Bei der Menge an Aufgaben, es geht ja nicht nur um Hose, Teller, Tassen und Welt, da weiß man gar nicht mehr, wie man das alles schaffen soll, mit so einem halben, Viertel- oder Achtelherzen. Da geht einem sehr schnell die Puste aus.

Unser Tischer aber, der kann nur mit ganzem Herzen die Dinge tun, die zu tun sind. Das können nicht nur einfach Aufgaben sein. Aventiuren sind’s, die verlangen ein ganzes Herz, mit Halbheiten gibt sich so eine Aventiure nicht ab. Tischer also, mit seinem ganzen wildpochenden Herzen fand kein Äquivalent zu seiner Leidenschaft. Und Hosenwaschen wollte er nicht.

Alle Aventiuren alle ist wie Alles irgendwie egal. Und Tischer wurde melancholisch. Wenn das andauert, werden wir’s auch. Traurig dazu. Wir verstehen Tischer sehr gut, können ihm aber momentan nicht helfen. Ich kann ihn nicht zu den Aventiuren tragen, wo sie auch seien, wie ich früher zu tun die Ehre hatte. Doch mit jedem Tag ziehen sie sich weiter zurück. Wir haben einen Tischer, der verzehrt sich nach Aventiuren. Wir aber, wir haben unsere Aufgaben. Und keine Zeit.

Es ist doch aber so, dass nur Geschichten, also Aventiuren erzählt werden können. Alles andere aber getan werden muss, was so schwerfällt, weil eben Geschichten das Salz in der Suppe sind, nicht aber Hosenwaschen und Weltretten.

Das hatte ich befürchtet, dass, wenn man melancholisch wird, man zu philosophieren anfängt. Das ist dann aller Aventiuren Ende. Hosen werden davon auch nicht sauber.

Kurzum: es braucht wieder Aventiuren für Tischer, für uns. Es wird sonst zu grau. Mein Vorschlag also, Hosenwaschen und Weltretten als Aventiure betrachten und dann davon erzählen.

(Dies leicht wirr Dahingeschriebene meint im Grunde nur oder eigentlich auch, dass mir das Schreiben fehlte und ich es wieder als Aufgabe sehen will, bis dabei Aventiuren herauskommen.
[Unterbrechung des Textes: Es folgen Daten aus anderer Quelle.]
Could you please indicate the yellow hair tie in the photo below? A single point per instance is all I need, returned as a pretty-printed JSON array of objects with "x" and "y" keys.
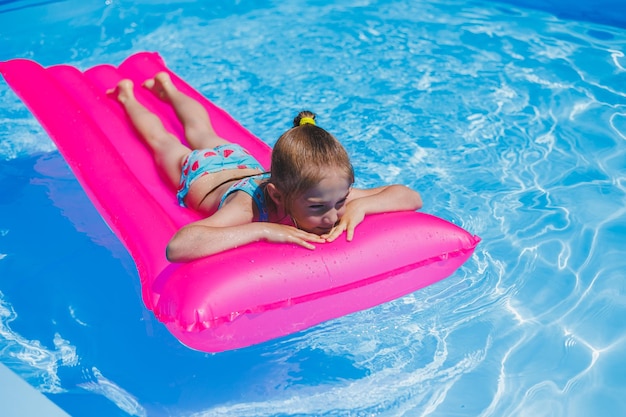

Ist’s soweit verständlich?)

 

 

2 Gedanken zu “XL. Alle Aventiuren alle

  1. Tischer, Marcel und ihren Schreiber: was habe ich sie vermißt – in der Hundstrüffelwelt fehlte etwas …immer nur Bücher, zwar auch mit Abenteuern darin , aber nicht solchen wie denen von Tischer, dem liebenswerten Aventiurengroßmeister! Also nehme der Herr Dichter endlich wieder den Griffel in die Hand oder die Finger auf die Tasten und lege er los. Tischer – raus aus den Federn und rein in den Sturm , das wünscht sich Karin vom Dach

  2. Hat mich sehr berührt und ich werde vom Hosewaschen hin und wieder aufsehen und nachsehen und das Fenster öffnen, damit eine Geschichte hereinflattern und mein Herz voll und ganz leicht machen kann!